Before you try to control moss it is usually better to identify why moss is appearing in your lawn. Solving the reasons why moss develops in your lawn may help reduce the amount of moss that appears in subsequent years. Moss, which does not have roots, obtains its nutrients from moisture. Moss thrives in damp and shady areas. Moss will rapidly develop in lawns that have thatch. Damp thatch acts as a perfect environment for moss to develop. Compacted soil or poorly drained soil which can be a feature of heavy clay soils tends to have a damp surface that offers a perfect environment for moss spores to develop. Areas of lawn that have been scalped or areas that have thin growth will also be quickly colonised with moss.

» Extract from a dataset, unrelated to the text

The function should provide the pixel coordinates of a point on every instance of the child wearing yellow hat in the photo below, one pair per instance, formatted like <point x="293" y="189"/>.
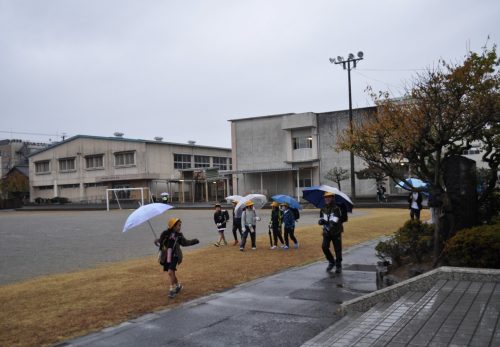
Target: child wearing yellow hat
<point x="170" y="242"/>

If you have compacted soil the lawn needs to be aerated regularly. Thatch will also need to be removed by scarification. Simple raking of the lawn while removing the moss will not remove the thatch. Scarification should follow an application of moss control. If you rake your lawn while the moss is still alive and green you will be spreading the moss spores across your lawn. Once Essential Lawn Care have applied moss control it should be left for two weeks until the moss has turned brown / black. We will then arrange to return to scarify and aerate your lawn.
Removing the conditions that encourage moss to develop will reduce the possibility of moss returning. However if you have a heavy soil and or shaded areas in your garden then you will always have to be vigilant.